After experiencing this consequence of moving too quickly and not stretching enough, I am now much more proactive in preventing what happened to my neck, back, and shoulders. I also must admit that I am incredibly relieved that I did not suffer any setbacks in my fitness and wellness goals, despite not being able to work out for two weeks. As a “worry wart,” when the pain first hit me, my initial thought was, “Oh my goodness! I’m going to be paralyzed! I can’t work out!” Shallow, I know – but as someone who finds solace in working out, this was huge deal to me.
Now that I have a standing desk as my everyday workstation, this has further improved my fitness, energy levels, and productivity. Really, I swear! Look – those treadmill desks that provide comic relief in online videos are giving standing desks (which, again, are totally different) a bad reputation and make them seem impractical. I included two photos of my standing desk with this article, so you can see an example of where I stand daily. My desk is not glamorous by any means – and I love it. It is on wheels, so I can move it to a different room or space if necessary; it has a shelf unit and ample desk space for my laptop and papers (which I set on either side of my laptop); and I also piled a few books under my laptop, simply because I like to have the computer propped up a little higher.
If you build your own desk or find one that's adjustable, here are some ergonomic tips known to be ideal for your stand-up desk set-up:
- Table height of your desk should be at or slightly below natural elbow height and bend.
- Computer monitor should be at eye level and within 20-28 inches away from your head.
- Give your monitor a 20 degree tilt backwards.
You might be questioning why standing all day would be energizing rather than tiring. Since I am already standing, if I need to pick up a telephone or quickly get something from another room, there is no “inner lazy struggle” of getting up and down from a chair.

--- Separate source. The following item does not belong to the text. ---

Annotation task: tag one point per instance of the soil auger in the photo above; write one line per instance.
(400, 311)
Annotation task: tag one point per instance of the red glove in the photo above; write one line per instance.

Sure, it might take some getting used to, standing more often – but it is also great for preventing that restless, antsy feeling in your legs after sitting for a while; you can work on your posture (key for strengthening your back and even your confidence); and hey, you can even sneak in a few ab, calf, glute, or other exercises (depending on whether or not you are surrounded by other co-workers – or care if anyone sees you dancing at your desk).
Obviously there will be times (meetings, conferences, etc.) when you would not be able to reap the benefits of a standing desk – but just consider how much sitting all of us tend to do while driving, seeing a movie or watching television, eating, and other activities. Standing for any extra amount of time can benefit your health. Unlike the treadmill desk or giant yoga ball or other “office furniture fads,” I do not consider a standing desk to be a fitness trend. It is something very practical and can even save space that "regular" desks take up (again, check out the photos of my desk – not overly sized at all).
To inspire your own desk search, here are some from Overstock.com that Team Mizzfit spotted:
And, of course, here's MINE on Amazon.
While I am relieved and grateful that the standing desk helped in my injury recovery process, I am even more grateful that it literally keeps me on my toes and more active in my daily life. If you are sitting down right now, I hope that you will at least consider taking a stand for your health – I have a feeling you will feel better, more productive, and energized. And yes, I am standing at said desk while writing this article (I might be dancing to some music while doing so as well).